East and West
All through the month of July the Bibliotheca Alexandrina (BA) Arts Centre is conducting the Eighth International Summer Festival “East and West”. This year’s festival features music performances, visual arts exhibitions and dance performances from Austria, Egypt, England, Germany, Italy, Iran, Scotland and Sweden. Omar Khairat and the BA Orchestra, conducted by Sherif Mohie-Eddin opened the festival with a grand, vivid performance.
SOS
The BA also hosted the SOS Music Festival from Friday 3 July to Friday 10 July. The week-long festival featured performances by 14 different bands and singers. SOS encourages artistic development through showcasing the collaboration between new and established musicians, including the BA Orchestra. Concerts took place at the BA Plaza Summer Theatre.
The event acts as a catalyst for community development, with local NGOs setting up booths for visitors to sign up as volunteers in the fields of special needs education and community development.
The Big Read
Earlier this month, and within the context of the Big Read—the joint project between Egypt and the United States which aims at introducing American literature to Egyptian readers and vice versa—the BA screened the 1966 film Fahrenheit 451. The screening is among the activities of the second phase of the project which centres on the novel Fahrenheit 451 by Ray Bradbury. The film, directed by François Truffaut, and stars Oskar Werner, Cyril Cusack and Julie Christie, was screened with Arabic subtitles. The Big Read involves a writing contest for young people aged 12 – 16 to imagine a different ending for the novel, and an art contest to draw a poster for the film.
The first phase of the project ran last year and centred on Harper Lee’s To Kill a Mockingbird.
Mosaic symposium
The first day of this month saw the opening of the Alexandria Mosaic Symposium which will be running till 29 August. Interestingly, the same day witnessed the launching of two other artistic events at the BA, the Resident Artist and First Time Exhibitions, both of which run till 25 July. The Resident Artist places on show the works of nine Egyptian artists who were invited by the BA to spend a month there, interact on a close level with the BA general climate and activities, and thence gain inspiration for artistic works. The First Time Exhibitions, as the name implies, offers young artists the opportunity to exhibit their works to the public for the first time. The fact that all these exhibitions are shown on the BA’s Open Plaza means that they will be widely viewed by all who venture into the grounds of the Bibliotheca.
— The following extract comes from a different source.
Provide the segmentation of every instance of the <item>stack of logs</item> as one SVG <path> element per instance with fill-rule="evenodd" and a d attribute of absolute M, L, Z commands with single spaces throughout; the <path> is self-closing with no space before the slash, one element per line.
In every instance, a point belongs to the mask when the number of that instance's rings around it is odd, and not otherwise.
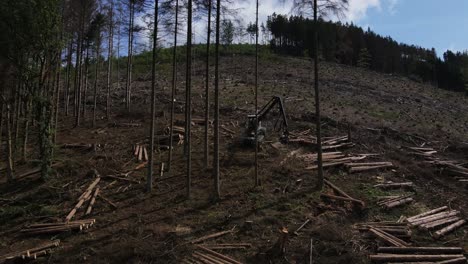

The Mosaic Symposium hosted some 13 Egyptian and international young artists who used small bits of rock, marble, glass, and pebbles to form three-dimensional mosaic works of astounding beauty. The prominent Egyptian artist Mustafa al-Razzaz, who acts as consultant to the BA on plastic arts, commented that the gathering of several artists from different places in the world to work in a compassionate team spirit was the best way to dissolve all ethnic, national, ideological, sectarian, and methodical differences. “The works on exhibit,” he said, “interpret a Utopian world of creativity.”
Song festival
Maltese singer Marilena Gaucci and Jordanian singer Yehia Sweissy both won the first prize of the Alexandria International Song and Music Festival which closed on Friday 10 July. Guacci won with the Malta 2009 hit song contest entry “Unforgettable” penned by Gerard James Borg and with music by Philip Velle. The winners faced tough competition from 41 international contestants.
A special prize was awarded to the Egyptian Sara Hassan who took the audience by storm with her religious chanting.
The closing ceremony of the 7th edition of the Alexandria International Song and Music Festival saw several of the top musicians and singers in Egypt and the Arab World appreciated. Culture Minister Farouq Hosni and Alexandria governor Adel Labib honoured, among others, Gamal Salama, Magdy al-Husseini, Walid Saad, and the young singer Tamer Hosni.
Farouq Hosni applauded the community service projects undertaken by the festival; this year it included the foundation of a shelter for street children in Alexandria.
Samir Sabry, secretary-general of the festival, said the festival had in its first years introduced many first-time singers who went on to be stars. As examples he cited Haifaa’ Wahby, Nancy Agram, and Tamer Hosni.
This year’s round of the festival was dedicated to the name of the Egyptian avant-guarde musician of the 1950s Mohamed Fawzy, whose music was described by Sabry as being perpetually “young”.